Après une croissance de 1,2% en 2019, la zone euro devrait accuser une contraction comprise entre 8% et 10% cette année, selon les estimations de plusieurs banques d'affaires, avant de rebondir de près de 7% l'an prochain. La Banque centrale européenne (BCE) anticipe pour sa part une contraction de 8,7% en 2020 et un rebond de 5,2% en 2021, en grande partie grâce aux mesures de soutien décidées en Allemagne et au plan de relance européen de 750 milliards d'euros.

MS EA Macro GDP Fcst 20200614

Source: Morgan Stanley

Au niveau mondial, seuls le Royaume-Uni et le Brésil devraient être davantage pénalisés, tout en connaissant une reprise en "V". Les Etats-Unis devraient faire légèrement mieux, au regard des plans de soutien massifs des autorités Fédérales et de la banque centrale américaine.

Cette reprise en "V" semble d'autant plus crédible à ce stade que le coronavirus a fortement touché les activités de services, qui semblent rebondir rapidement, tandis que l'industrie retrouve son niveau d'activité d'avant-crise.

MS EA Macro PMI 20200614

Source: Morgan Stanley

"L'assouplissement de la politique monétaire a été opportun, significatif par son ampleur et, le plus important, coordonné", notent les économistes de Morgan Stanley dans leurs perspectives sur l'économie mondiale datées du 14 juin 2020.

La vitesse de rebond dépendra toutefois de celle à laquelle le virus SARS-nCoV-2 sera totalement maîtrisé, c'est-à-dire, lorsqu'un traitement puis un vaccin seront disponibles à l'échelle mondiale.

D'ici là, si les phases de déconfinement se multiplient à travers le monde, les mesures de distanciation sociale et de prudence (port d'un masque, maintien d'un degré élevé d'hygiène et de surveillance des zones de résurgence de la maladie) doivent être maintenues.
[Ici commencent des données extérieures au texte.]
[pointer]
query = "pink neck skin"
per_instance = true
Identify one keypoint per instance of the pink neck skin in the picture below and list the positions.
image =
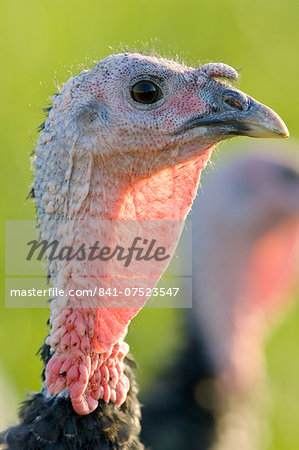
(88, 343)
(271, 271)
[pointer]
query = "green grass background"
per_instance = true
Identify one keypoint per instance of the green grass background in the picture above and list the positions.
(41, 41)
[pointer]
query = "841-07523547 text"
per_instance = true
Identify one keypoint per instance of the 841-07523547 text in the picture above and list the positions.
(98, 291)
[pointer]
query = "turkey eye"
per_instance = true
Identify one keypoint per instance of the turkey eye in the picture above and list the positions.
(146, 92)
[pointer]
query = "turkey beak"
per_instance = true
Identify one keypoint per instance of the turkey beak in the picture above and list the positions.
(233, 113)
(260, 121)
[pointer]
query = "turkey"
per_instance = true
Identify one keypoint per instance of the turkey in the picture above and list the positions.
(118, 159)
(245, 227)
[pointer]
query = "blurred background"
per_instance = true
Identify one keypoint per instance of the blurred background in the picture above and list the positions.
(43, 44)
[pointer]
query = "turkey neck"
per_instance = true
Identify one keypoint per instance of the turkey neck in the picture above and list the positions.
(87, 331)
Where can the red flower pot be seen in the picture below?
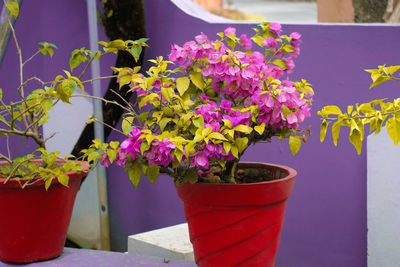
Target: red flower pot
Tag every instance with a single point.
(34, 222)
(237, 225)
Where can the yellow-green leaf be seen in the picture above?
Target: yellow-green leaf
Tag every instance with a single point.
(260, 128)
(152, 173)
(13, 7)
(135, 173)
(324, 128)
(243, 128)
(218, 136)
(241, 143)
(393, 129)
(63, 179)
(182, 84)
(197, 80)
(294, 144)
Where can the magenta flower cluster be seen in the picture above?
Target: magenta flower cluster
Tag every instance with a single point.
(249, 88)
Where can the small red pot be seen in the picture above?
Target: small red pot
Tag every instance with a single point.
(34, 222)
(237, 224)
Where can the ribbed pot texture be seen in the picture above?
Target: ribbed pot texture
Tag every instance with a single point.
(237, 224)
(34, 222)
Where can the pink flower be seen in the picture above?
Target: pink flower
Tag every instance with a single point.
(270, 42)
(199, 159)
(226, 105)
(132, 144)
(160, 152)
(121, 158)
(275, 28)
(246, 42)
(105, 160)
(230, 30)
(202, 38)
(295, 36)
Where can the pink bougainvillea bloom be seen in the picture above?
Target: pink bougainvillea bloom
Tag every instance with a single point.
(295, 36)
(105, 160)
(270, 42)
(121, 158)
(230, 30)
(291, 118)
(202, 38)
(246, 42)
(226, 105)
(275, 28)
(199, 159)
(160, 152)
(132, 144)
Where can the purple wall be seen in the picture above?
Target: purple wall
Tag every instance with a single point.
(326, 215)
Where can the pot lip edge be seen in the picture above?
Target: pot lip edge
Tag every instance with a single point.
(72, 174)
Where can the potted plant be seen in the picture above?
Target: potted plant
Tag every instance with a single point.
(38, 189)
(195, 121)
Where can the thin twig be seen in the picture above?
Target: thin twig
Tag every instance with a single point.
(29, 59)
(107, 125)
(86, 67)
(104, 100)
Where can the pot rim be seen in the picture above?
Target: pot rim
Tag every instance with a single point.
(72, 174)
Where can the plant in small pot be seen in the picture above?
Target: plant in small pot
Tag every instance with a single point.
(199, 112)
(38, 189)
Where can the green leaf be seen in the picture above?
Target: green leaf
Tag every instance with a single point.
(152, 172)
(197, 80)
(260, 128)
(13, 7)
(46, 105)
(294, 144)
(393, 129)
(182, 84)
(333, 110)
(241, 143)
(135, 173)
(217, 136)
(336, 131)
(280, 63)
(63, 179)
(355, 136)
(324, 128)
(243, 128)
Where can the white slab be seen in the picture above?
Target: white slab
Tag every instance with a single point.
(170, 243)
(383, 201)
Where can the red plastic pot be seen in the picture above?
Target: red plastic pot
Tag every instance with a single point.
(34, 222)
(237, 224)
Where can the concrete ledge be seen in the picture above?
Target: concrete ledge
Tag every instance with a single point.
(170, 243)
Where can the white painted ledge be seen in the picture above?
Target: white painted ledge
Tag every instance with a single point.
(170, 243)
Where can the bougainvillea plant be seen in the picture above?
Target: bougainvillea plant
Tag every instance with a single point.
(25, 114)
(201, 109)
(376, 113)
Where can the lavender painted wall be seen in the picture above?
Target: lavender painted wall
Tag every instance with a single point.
(326, 216)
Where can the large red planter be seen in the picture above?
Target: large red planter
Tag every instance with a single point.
(34, 222)
(237, 225)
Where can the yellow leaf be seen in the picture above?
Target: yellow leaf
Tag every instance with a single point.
(324, 128)
(182, 84)
(294, 144)
(197, 80)
(260, 128)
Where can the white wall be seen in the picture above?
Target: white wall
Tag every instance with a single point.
(383, 201)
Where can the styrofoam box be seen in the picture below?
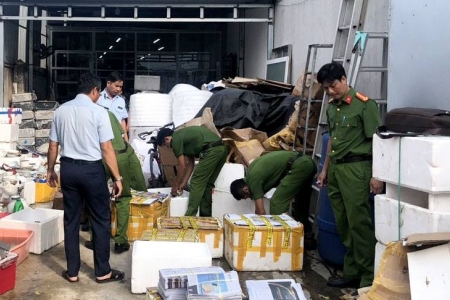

Leur bonne mise en oeuvre jouera assurément un rôle dans la solidité de la reprise économique.

Que ce soit en Europe ou ailleurs dans le monde, un nouveau pic épidémique se traduirait inévitablement par une double récession.

Avec l'émergence de nouveaux cas aux Etats-Unis ou en Chine, c'est d'ailleurs cette crainte qui pèse sur le moral des investisseurs depuis quelques jours et a provoqué une rechute des marchés actions la semaine passée (outre les commentaires mitigés délivrés par Jerome Powell, patron de la Fed).

Les perspectives d'inflation sont également très modestes. L'Europe ne devrait pas tomber en déflation cette année, même si l'inflation sera très proche de 0%. L'inflation pourrait remonter autour de 1% l'an prochain.

MS EA Macro Inflation Fcst 20200614

Source: Morgan Stanley

Les mesures de restriction, le niveau élevé du chômage, la prudence des consommateurs et des prix du pétrole relativement bas permettent difficilement d'envisager une inflation proche ou supérieur au taux cible de la BCE.

A moyen terme, l'impact des mesures de relance, les plans d'investissement et la volonté de relocaliser certaines activités en Europe pourraient contribuer à une accélération durable de l'inflation.

L'histoire montre toutefois que ceux qui ont crié au loup en parlant d'un risque d'hyperinflation d'origine monétaire en ont été jusqu'ici pour leurs frais.

Si l'expansion de la base monétaire est une réalité, la vélocité de la monnaie est extrêmement faible (en supposant qu'elle est correctement mesurée) et les déséquilibres économiques laissent difficilement entrevoir une menace hyperinflationniste, d'autant que les agents économiques et les marchés financiers accordent toujours une crédibilité aux autorités monétaires et ont confiance en la monnaie.

En outre, les efforts de coordination politique en Europe, après des couacs déplorables au début de l'épidémie, semblent aller dans le bon sens. L'Europe semble apprendre de ses erreurs passés et aligne progressivement de nombreux mécanismes de mitigation du risque systémique.

MS EA Macro Stability Mechanisms 20200614

Source: Morgan Stanley

Ainsi, le plan de relance initié par l'Allemagne et la France est de nature à réduire le risque de dislocation de la zone euro, et de renforcer le potentiel de croissance si les fonds débloqués sont efficacement fléchés vers l'innovation et permettent de créer les conditions d'une croissance décarbonée, source de nouvelles activités et de nouveaux emplois (sortie par le haut).

Le risque à court terme est de parvenir à négocier ce pacte de relance européen, tout en gérant le risque juridique (décision de la cour constitutionnelle allemande) et politique (Brexit).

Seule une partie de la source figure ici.